A recent Ninth Circuit case is dispositive of Hogan's argument. In United States v. Lillard, 929 F.2d 500 (9th Cir.1991), the court explained that collateral conduct could properly be considered for § 3B1.1 enhancements. The defendant, relying on United States v. Zweber, 913 F.2d 705 (9th Cir.1990) (holding that it is improper to consider collateral conduct in determining whether a defendant's role is minor or minimal for offense level reduction), contended that his collateral criminal conduct could not be used by the district court to define his leadership role. Lillard, 929 F.2d at 502-03. The court explained that the Zweber rule was limited to mitigating roles under U.S.S.G. § 3B1.2, and that in considering enhancement roles, collateral conduct was properly considered.
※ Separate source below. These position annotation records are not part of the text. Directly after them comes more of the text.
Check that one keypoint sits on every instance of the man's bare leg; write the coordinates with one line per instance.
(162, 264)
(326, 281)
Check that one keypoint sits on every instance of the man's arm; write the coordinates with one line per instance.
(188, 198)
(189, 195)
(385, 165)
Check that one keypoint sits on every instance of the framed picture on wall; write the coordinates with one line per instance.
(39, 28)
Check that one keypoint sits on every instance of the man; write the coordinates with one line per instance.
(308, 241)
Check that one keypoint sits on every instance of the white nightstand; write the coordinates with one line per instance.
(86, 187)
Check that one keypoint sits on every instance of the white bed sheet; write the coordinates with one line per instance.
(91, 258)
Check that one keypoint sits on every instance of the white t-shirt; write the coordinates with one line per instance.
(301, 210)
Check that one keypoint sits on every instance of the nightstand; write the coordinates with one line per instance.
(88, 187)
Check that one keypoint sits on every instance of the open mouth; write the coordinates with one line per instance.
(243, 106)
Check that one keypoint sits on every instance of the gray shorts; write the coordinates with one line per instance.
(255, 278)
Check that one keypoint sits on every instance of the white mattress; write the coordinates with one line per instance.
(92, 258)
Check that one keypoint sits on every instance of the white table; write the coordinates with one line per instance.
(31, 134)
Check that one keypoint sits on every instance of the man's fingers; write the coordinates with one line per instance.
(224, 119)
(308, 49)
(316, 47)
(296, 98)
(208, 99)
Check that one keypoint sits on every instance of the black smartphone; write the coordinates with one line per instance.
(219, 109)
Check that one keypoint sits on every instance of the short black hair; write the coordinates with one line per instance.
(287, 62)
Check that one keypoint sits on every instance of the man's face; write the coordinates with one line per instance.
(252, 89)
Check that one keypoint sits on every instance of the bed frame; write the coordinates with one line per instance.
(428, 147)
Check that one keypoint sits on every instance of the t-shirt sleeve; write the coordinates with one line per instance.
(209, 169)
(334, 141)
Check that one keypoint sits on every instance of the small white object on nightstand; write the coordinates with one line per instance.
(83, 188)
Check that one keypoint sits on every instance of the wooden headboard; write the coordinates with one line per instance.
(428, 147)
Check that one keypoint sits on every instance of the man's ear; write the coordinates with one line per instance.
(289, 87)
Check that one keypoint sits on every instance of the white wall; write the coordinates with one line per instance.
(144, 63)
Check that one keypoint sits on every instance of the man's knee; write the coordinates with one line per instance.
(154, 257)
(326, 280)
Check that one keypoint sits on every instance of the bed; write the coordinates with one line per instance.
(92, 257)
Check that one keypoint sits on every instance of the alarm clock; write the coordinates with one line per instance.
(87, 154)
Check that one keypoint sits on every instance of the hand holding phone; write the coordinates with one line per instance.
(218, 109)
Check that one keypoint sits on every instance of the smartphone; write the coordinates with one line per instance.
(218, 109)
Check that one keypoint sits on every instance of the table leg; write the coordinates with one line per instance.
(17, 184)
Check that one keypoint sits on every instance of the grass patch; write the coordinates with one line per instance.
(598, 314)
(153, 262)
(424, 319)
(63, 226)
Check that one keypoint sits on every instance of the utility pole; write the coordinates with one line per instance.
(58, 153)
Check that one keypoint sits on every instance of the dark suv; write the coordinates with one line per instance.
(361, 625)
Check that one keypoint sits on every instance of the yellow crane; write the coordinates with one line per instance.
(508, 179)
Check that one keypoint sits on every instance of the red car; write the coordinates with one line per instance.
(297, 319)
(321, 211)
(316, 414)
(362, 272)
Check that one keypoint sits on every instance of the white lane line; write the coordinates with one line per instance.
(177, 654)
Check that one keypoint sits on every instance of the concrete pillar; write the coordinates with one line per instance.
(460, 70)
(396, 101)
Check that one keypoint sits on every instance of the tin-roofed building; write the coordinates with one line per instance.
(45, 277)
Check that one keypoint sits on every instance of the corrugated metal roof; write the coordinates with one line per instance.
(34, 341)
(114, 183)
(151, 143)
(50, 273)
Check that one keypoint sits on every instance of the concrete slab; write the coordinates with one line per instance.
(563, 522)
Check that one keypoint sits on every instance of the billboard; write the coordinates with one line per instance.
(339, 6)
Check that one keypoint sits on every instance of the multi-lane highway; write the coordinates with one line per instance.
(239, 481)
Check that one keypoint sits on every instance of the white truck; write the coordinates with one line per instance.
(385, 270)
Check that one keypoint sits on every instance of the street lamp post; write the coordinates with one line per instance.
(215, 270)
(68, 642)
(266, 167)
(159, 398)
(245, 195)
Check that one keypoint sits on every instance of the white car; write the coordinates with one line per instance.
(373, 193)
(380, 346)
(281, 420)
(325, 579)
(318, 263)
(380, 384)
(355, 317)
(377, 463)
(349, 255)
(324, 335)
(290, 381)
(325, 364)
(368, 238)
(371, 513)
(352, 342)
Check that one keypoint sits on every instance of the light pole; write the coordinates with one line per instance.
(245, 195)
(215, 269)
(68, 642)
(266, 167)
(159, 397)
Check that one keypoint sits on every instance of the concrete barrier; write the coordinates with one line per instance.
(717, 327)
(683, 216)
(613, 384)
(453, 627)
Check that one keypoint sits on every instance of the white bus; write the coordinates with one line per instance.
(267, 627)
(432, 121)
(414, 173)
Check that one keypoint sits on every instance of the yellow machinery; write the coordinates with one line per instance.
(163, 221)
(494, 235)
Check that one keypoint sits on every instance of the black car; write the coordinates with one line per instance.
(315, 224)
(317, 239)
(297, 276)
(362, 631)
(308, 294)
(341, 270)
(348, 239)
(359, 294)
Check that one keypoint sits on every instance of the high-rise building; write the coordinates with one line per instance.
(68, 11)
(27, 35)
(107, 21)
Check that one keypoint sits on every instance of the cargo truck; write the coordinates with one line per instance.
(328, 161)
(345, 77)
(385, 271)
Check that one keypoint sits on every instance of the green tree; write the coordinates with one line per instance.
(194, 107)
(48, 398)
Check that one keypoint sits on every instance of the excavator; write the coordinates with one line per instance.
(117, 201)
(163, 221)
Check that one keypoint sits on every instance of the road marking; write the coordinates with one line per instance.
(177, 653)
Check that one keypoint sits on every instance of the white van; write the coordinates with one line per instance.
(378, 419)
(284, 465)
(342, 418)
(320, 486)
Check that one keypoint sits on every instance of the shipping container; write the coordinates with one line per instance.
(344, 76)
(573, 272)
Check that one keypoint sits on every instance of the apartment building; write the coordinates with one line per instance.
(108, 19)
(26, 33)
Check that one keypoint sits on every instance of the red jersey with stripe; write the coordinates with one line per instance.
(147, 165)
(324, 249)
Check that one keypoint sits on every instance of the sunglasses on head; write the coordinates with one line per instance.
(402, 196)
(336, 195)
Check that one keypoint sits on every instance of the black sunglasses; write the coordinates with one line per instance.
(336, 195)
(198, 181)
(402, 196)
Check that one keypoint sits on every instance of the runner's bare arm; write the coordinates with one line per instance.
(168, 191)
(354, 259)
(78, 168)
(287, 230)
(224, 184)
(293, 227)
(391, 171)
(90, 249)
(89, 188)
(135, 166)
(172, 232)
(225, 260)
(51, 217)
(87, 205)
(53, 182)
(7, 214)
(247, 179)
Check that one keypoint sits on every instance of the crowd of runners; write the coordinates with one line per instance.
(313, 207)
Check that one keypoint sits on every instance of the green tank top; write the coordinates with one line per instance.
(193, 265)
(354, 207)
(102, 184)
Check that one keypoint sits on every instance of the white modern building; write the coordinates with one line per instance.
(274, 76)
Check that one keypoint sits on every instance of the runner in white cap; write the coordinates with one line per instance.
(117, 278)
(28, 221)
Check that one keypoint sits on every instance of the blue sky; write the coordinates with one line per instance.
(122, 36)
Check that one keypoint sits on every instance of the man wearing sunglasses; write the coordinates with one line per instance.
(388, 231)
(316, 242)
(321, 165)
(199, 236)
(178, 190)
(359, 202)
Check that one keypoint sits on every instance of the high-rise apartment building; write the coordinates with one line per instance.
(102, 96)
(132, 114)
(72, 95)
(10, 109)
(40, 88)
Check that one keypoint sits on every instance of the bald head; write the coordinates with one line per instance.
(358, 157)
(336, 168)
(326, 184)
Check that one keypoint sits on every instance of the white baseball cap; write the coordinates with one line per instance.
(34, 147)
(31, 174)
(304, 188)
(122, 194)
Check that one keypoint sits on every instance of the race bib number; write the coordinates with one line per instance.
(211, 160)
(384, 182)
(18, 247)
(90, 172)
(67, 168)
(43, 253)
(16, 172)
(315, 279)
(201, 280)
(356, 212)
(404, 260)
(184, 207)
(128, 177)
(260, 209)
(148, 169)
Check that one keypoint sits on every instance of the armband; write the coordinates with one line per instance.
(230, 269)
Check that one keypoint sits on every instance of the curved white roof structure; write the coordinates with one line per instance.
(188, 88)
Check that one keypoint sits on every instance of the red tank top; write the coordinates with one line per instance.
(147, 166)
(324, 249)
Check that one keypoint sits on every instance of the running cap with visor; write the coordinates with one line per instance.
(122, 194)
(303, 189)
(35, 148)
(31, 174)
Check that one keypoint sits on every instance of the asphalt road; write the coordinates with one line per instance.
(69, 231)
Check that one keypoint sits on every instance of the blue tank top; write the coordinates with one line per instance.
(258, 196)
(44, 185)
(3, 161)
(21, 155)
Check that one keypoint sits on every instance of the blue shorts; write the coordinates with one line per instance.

Id. at 503.

Based on Lillard, Hogan's legal argument concerning the district court's application of § 3B1.1 fails, as the district court correctly interpreted and applied the Guidelines. Further, on the merits, we find that the court did not commit clear error in concluding that Hogan was a leader under § 3B1.1(a). The activities of members of the Crow Tribe in embezzling and defrauding the Tribe and certain banks were significant and planned. It was reasonable for the district court to determine that Hogan, by virtue of his role within the Tribe and the crimes, was a leader of an "extensive" criminal organization.

C.

Hogan argues that the district court erred by denying him a two-point reduction for acceptance of responsibility pursuant to U.S.S.G. § 3E1.1(a). He contends that a defendant who asserts his innocence, but pleads guilty because he recognizes the likelihood of a guilty verdict at trial, is entitled to the acceptance reduction.